On January 1, 1914, the Journal of Experimental Medicine published the Observations of Josephine S. Pratt and Charles Krumwiede Jr. (not to be confused with their Further Observations, published 4 months later). They established a method for testing large numbers of drug/bacteria combinations while minimizing the amount of agar needed, by putting two samples in each Petri dish, slanted away from each other. Here they describe the process in vague terms that would be better presented as a 5-minute video.

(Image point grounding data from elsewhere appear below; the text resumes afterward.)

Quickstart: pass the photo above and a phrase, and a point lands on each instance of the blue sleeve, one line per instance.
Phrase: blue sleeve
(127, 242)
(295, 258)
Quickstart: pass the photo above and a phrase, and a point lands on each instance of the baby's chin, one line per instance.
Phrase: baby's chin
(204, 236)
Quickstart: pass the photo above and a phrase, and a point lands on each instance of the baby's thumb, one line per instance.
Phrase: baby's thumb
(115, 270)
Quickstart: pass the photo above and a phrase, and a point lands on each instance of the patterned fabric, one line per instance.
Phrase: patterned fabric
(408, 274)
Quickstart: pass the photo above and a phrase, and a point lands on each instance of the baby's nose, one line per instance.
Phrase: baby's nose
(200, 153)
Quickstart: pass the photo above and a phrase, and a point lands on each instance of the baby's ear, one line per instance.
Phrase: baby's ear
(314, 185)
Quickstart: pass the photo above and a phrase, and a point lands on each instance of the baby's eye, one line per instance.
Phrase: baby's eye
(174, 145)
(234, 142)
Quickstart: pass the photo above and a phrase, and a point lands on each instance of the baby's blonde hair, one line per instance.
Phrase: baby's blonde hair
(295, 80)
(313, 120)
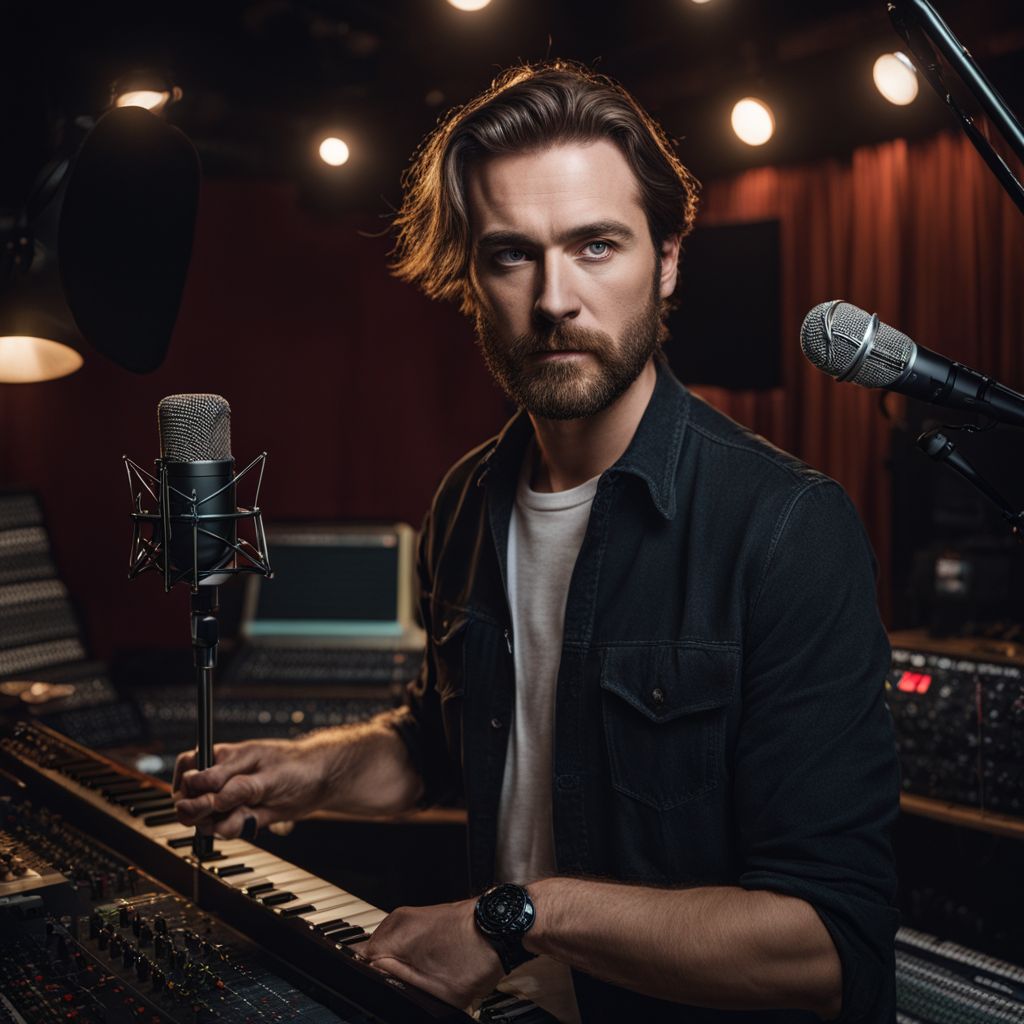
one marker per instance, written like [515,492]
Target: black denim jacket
[720,715]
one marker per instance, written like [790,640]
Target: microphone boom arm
[908,15]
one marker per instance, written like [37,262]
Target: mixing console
[135,927]
[104,942]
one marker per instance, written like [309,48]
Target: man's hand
[436,948]
[264,779]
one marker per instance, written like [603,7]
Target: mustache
[560,338]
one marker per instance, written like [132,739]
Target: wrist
[504,914]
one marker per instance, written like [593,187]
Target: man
[655,666]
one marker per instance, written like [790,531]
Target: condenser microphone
[852,345]
[196,452]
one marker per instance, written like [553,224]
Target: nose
[556,299]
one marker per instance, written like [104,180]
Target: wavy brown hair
[529,107]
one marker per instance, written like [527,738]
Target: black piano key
[496,997]
[124,799]
[117,788]
[230,869]
[146,806]
[164,818]
[325,927]
[257,887]
[99,778]
[273,898]
[292,911]
[348,932]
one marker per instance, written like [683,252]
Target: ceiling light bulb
[753,121]
[147,98]
[334,152]
[25,359]
[896,78]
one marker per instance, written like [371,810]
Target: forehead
[549,190]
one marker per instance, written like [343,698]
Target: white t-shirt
[545,537]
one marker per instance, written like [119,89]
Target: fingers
[237,823]
[184,762]
[236,792]
[228,759]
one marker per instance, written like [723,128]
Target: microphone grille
[194,427]
[833,341]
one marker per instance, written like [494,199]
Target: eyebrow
[614,228]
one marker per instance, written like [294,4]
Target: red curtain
[921,233]
[365,391]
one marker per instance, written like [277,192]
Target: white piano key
[340,910]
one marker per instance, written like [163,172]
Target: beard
[569,389]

As a routine a batch of agar was selected which was found especially suitable for the more feebly growing [bacteria]. To the hot agar an appropriate volume of a watery solution of dye was added to give the final dilution desired. The same agar was used in each experiment.

The most convenient and economical method was found to be as follows. One unopened Petri dish was used to tilt up one side of a second dish. In the opposite side was poured just sufficient agar to give a satisfactory slant. This dish was covered and used to tilt up a third dish, and so on in a row. After the agar had set, slants were poured in the other side of the Petri dishes which were tilted in the reverse direction. In this way two mixtures of agar could be used in the same dish, very little agar being required for each slant.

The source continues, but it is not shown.